Sunday, August 26, 2012

Book Review: The Curious Incident of the Dog in the Night-Time

Although it was written in 2003, I had not heard of Mark Haddon's The Curious Incident of the Dog in the Night-time until recently. I was simply enchanted by it. The winner of multiple awards, this short novel is written from the perspective of a 15 year old boy with something on the autism spectrum. The author does an absolutely superb job delving into the mind, personality, thought process, desires, and motivations of the narrator. As the mystery novel unfolds, we become more engrossed in understanding what it's like to be different, to perceive the world differently than others, and to be perceived differently by the outside world. A short 200 page piece written in sections, its target audience is the nebulous "young adult," though I think anyone would appreciate and learn a lot from this novel.
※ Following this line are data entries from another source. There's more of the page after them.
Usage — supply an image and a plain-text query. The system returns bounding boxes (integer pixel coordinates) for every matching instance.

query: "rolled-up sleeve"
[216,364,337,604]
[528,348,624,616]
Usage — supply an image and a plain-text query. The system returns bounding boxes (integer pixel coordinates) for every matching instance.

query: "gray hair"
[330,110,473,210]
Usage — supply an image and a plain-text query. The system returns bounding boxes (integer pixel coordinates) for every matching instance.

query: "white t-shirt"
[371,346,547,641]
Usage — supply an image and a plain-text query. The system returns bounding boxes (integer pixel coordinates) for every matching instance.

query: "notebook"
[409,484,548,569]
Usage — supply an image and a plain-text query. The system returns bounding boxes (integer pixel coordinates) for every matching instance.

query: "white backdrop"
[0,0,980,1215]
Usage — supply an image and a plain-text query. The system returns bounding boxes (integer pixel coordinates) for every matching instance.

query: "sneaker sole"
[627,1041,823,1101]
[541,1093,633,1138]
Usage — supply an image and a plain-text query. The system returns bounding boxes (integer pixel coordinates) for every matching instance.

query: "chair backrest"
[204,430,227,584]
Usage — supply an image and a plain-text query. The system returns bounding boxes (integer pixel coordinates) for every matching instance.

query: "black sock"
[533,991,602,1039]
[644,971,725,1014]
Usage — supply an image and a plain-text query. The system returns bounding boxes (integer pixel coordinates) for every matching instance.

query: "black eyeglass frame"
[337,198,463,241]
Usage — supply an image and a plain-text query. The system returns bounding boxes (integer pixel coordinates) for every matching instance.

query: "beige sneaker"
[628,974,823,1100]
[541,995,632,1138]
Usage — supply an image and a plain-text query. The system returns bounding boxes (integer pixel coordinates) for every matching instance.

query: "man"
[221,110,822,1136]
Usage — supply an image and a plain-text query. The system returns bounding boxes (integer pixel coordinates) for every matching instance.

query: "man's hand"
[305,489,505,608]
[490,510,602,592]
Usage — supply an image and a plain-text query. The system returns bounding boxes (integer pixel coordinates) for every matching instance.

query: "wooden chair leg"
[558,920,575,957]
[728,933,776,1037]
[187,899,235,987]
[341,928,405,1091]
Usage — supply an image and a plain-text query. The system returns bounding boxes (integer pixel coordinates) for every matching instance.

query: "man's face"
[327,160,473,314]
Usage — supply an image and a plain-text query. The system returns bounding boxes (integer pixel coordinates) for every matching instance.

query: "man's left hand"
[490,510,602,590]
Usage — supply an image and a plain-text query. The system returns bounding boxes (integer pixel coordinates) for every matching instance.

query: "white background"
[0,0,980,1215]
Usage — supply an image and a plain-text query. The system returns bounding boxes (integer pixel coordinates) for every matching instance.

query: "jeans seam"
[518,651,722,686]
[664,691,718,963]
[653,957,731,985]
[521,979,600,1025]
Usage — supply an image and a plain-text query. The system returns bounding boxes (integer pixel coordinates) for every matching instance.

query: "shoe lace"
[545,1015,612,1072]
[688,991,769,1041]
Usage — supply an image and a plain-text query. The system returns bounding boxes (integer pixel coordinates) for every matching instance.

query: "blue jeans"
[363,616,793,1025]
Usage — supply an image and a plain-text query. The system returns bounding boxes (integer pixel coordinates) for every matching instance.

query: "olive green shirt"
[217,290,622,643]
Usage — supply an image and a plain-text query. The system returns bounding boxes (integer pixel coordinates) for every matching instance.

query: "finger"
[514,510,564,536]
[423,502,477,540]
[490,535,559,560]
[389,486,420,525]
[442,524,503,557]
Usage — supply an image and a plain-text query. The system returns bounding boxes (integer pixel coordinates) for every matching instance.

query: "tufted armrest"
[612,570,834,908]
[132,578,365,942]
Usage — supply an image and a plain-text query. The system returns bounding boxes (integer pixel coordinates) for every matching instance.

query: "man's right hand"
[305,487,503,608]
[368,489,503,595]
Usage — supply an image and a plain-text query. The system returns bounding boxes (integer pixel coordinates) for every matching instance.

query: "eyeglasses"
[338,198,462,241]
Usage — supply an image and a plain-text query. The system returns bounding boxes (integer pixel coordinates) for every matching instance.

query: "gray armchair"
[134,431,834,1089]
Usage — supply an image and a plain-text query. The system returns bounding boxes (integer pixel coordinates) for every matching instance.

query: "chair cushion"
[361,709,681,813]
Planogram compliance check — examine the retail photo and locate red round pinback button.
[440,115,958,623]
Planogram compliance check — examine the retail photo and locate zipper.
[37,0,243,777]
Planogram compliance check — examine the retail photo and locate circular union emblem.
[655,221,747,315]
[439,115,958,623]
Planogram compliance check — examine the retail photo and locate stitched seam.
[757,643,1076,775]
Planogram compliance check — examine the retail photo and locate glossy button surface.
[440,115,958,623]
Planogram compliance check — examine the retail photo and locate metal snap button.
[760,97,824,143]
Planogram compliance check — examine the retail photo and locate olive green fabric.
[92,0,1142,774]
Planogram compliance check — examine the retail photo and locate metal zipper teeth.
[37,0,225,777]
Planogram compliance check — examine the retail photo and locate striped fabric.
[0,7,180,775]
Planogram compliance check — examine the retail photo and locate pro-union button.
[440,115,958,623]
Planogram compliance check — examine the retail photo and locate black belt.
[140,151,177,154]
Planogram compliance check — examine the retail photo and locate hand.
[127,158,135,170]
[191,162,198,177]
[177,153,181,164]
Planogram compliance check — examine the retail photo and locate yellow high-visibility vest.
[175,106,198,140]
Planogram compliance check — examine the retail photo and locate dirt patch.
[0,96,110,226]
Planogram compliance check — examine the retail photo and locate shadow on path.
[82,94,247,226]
In reading this book, I realized that I and many people I know have some traits of this "abnormal" boy narrating the book. We see how he adapts to his condition, how he gains insight to the way he is, and how he struggles and succeeds to function in the world. Many of his obsessions and compulsions reflect things I remember from my childhood: how certain arbitrary things would make a day a "good day," how I became obsessed with a very small niche of knowledge (like dinosaurs or planets), how I made lists and schedules. As we grow older, we conform into the people society needs us to be and lose some of those quirks that once defined us. The Curious Incident of the Dog in the Night-time returns us to that era in life when we valued our individuality, saw the world through a novel lens, and cared very little about how others were bothered by our oddities and awkwardness.

Image of the cover shown under Fair Use, from Wikipedia.

Saturday, August 25, 2012

Pediatric Pain Service

When we are on call, we cover the pediatric pain service. We also receive some lectures by the pain attendings, and many of them work in the operating room as well. At first, I was surprised there was such a thing as the pediatric pain service. How many kids have chronic pain? What kinds of cases did they manage?  But I soon saw that the mix was not so different than the adult pain service. A subset of patients have epidural or peripheral nerve catheters coming out of the operating room. Whether a TAP block for an abdominal surgery or a thoracic epidural for a lung resection, these patients needed management of the catheters postoperatively. A few patients had chronic pain from ongoing diseases. Many inflammatory bowel diseases hit teenagers and those who have had multiple surgeries develop a high pain tolerance and constant discomfort. The hardest cases for me to deal with were unfortunate children with metastatic cancer. Although rare, Stanford's pediatric oncologists see a high proportion of patients because of their expertise. Rarely, patients have true pain syndromes like complex regional pain syndrome. The most unusual cases, I think, are cases of opiate weaning for newborns whose mothers used chronic opiates or heroin. With a pretty good mix of cases, I learned quite a bit and reinforced my understanding of pain pathways and multimodal intervention techniques.

Thursday, August 23, 2012

Bad Outcome II

This is a continuation of the prior post. Once the medical questions shake out, the weightier issues come to bear. How does one emotionally deal with an unexpected death of a pediatric patient? It's absolutely devastating. Immediately, all I could feel was shock. It was difficult to think, difficult to process anything. And still, I was on call; I was finishing other cases, returning phone calls for the pediatric pain service. I felt very removed, doing things by rote, aware but not engaged. During the first few days, many people came to talk to me about the experience, and sometimes I wanted to discuss it, and sometimes I didn't. It very much became a Thing, and I wasn't sure I wanted it to be a Thing. It dragged on me. Work was no longer fun; my motivation was gone. I even thought about taking time off, which some attendings felt perfectly reasonable. It took weeks for my heart to stop racing, for things to settle down, for me to realize death is an extremely rare occurrence, for my emotions to heal. Even now, I think about the case from time to time, and I'm not sure how long it will take to fully achieve closure.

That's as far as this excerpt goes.